Perhaps the most puzzling use of punctuation I've ever seen.
"We" like people.  
heh heh

OTR is famous for being one of the biggest collections of Italianate architecture anywhere.  And even if you don't know much about architectural design, all you need to do is look up to find something to appreciate.

The Moerlein Building

Another terrifying, narrow, steep, staircase into ... enormous, air-raid-shelter-grade structure.  For real, if Cincinnati is ever going to be bombed, this would be the place to be to wait it out.  With ventilation to help C02 brewing byproducts escape, you'd be safe and sound, and only a little bit cold.

The photos really don't capture how huge these spaces are.  Hundreds of German immigrants down here, digging in the dark in the 1880s.  I can barely imagine it.  They were paid in money and beer.

Ticket prices help to fund further excavations.  It's so impressive to me, what people were able to build.  It's kind of thrilling too, to think that we have a warren of cellars and tunnels underneath the city, just like Paris, and a lot yet that remains unexplored.  

I think it's great too that the excavations of Cincinnati's brewing history comes at a time when Cincinnati brewing is coming back, the business of brewing is being developed here again.  
I like that its come back to its roots, becoming a local, craftsman industry again, and reweaving itself into the community.    

Sunday, March 3, 2013

The Time of Year for Beer in Cincy

This time of year is big for craft brewers and craft brew lovers in Cincy.  
This very weekend, is Bockfest, that celebration of Spring, OTR, and bock beer.

ein bock --the goat
 Bock is tapped only in spring, made from grains harvested around October.  It's sweeter and more nutritive, and it sustained the clergy during their lenten fasts, during which some would only drink beer.  Cincinnati has a lengthy brewing (and drinking) history, which is now being reclaimed with old names like Christian Moerlein and Hudepohl.

Posters in Arnolds cataloging Bockfest history were a nice touch 
We own a copy of Over The Rhine, When Beer Was King.  It's pretty interesting (unpaid, unsolicited plug) to learn about not only Cincy's heritage, but also to understand how devastating Prohibition was to the City and the lives of the people who ran and operated its 32 breweries.  

Friday night one of our local favorites 46 Long played Arnolds.  We listened to some delta blues while we sampled and enjoyed the bocks on offer.

Bell's Consecrator Doppelbock
Triple Digit Gravitator Doppelbock
Rivertown Bock
Hudy Bock
Troeg's Troegenator Double bock

And we missed the parade, again, like every year.  This year we were actually inside Arnolds, eating kangaroo meat and boar bacon, while the parade left from right outside.
Maybe next year we'll be sitting even closer to the actual parade without seeing it.

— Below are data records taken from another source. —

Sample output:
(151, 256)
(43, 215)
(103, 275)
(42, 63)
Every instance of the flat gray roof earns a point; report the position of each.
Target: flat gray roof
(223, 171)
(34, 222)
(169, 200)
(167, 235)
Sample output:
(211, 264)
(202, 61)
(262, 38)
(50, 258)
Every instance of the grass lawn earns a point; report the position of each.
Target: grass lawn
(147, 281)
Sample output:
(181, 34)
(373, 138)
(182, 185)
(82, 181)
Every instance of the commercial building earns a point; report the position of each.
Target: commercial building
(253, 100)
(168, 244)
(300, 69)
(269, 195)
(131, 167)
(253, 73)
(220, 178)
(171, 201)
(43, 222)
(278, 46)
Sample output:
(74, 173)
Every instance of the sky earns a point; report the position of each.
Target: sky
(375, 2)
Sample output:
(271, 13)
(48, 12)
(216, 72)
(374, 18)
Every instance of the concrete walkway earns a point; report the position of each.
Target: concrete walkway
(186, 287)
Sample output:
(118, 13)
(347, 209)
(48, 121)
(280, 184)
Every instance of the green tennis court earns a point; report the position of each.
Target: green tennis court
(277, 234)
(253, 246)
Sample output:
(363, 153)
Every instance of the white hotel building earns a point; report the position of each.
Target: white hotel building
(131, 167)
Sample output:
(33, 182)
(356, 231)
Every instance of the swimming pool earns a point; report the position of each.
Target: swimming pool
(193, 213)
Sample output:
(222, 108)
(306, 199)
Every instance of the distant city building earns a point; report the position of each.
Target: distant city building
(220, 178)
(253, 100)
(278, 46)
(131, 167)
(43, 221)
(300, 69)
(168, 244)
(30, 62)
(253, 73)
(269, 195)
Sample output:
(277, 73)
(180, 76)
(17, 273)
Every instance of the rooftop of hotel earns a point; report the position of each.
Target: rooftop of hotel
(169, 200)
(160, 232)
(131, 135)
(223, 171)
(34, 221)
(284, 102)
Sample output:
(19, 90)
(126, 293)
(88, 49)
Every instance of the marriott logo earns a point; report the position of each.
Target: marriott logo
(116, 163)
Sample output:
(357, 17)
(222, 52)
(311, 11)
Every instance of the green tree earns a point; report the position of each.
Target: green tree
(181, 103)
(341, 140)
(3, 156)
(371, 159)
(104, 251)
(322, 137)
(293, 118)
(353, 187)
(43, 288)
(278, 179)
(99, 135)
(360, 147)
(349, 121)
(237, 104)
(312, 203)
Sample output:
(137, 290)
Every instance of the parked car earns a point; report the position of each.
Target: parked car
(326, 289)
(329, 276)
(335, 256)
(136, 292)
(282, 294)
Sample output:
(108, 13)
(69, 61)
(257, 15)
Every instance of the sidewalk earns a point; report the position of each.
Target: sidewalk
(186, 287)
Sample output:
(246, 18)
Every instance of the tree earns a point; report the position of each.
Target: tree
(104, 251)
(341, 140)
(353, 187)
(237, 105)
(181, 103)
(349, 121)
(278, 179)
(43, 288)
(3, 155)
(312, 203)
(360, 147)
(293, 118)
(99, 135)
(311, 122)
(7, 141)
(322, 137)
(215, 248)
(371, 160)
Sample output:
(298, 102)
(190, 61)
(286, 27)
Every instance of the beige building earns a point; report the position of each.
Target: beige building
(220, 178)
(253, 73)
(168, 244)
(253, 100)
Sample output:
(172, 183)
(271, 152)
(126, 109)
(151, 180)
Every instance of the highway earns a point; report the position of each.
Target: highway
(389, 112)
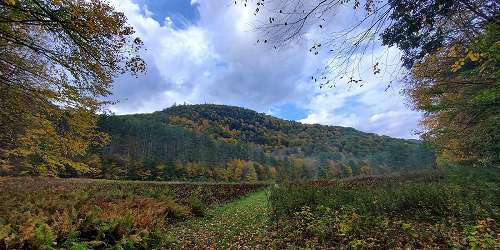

Because Bock is sweeter and calorically dense, it's not for everyone or for all the time.  Personally I love the flavor, and I dislike the hoppier beers.  Not surprisingly, I'm one of a pretty populous fanbase for bock beers here in Cincy.  We were on-hand at Arnolds as they tapped a 1/4 barrel of Triple Digit Bourbon Barrel Gravitator Doppelbock at exactly 2pm on Saturday.  9 minutes later, they were sold out.  D got one of the last ones to be poured.  (It was surprisingly fruity and extremely amazing)

The King of Hudy.  Goat Man.  That hat.  That Friar.  The ex-pontiff was walking around too, and a man with tree branches strapped to his head like a headdress.  Good times, all to the music of Jake Speed, a truly entertaining bluegrass musician.  (He went on an hour late though, we were beginning to think he might not show at all, but he played an enjoyable show, so all is forgiven.)

Jake Speed and the Freddies
The great thing about Bockfest, is it feels like you are enjoying quality brews with your neighbors.  Mostly neighbors that you don't know, especially in our case.  But still, it never feels like a frat party or a hipster bar.  It's people who enjoy good beer and good times.  And amazing waffles.  Amazing.  Bockfest is a good time, and it gets better every year.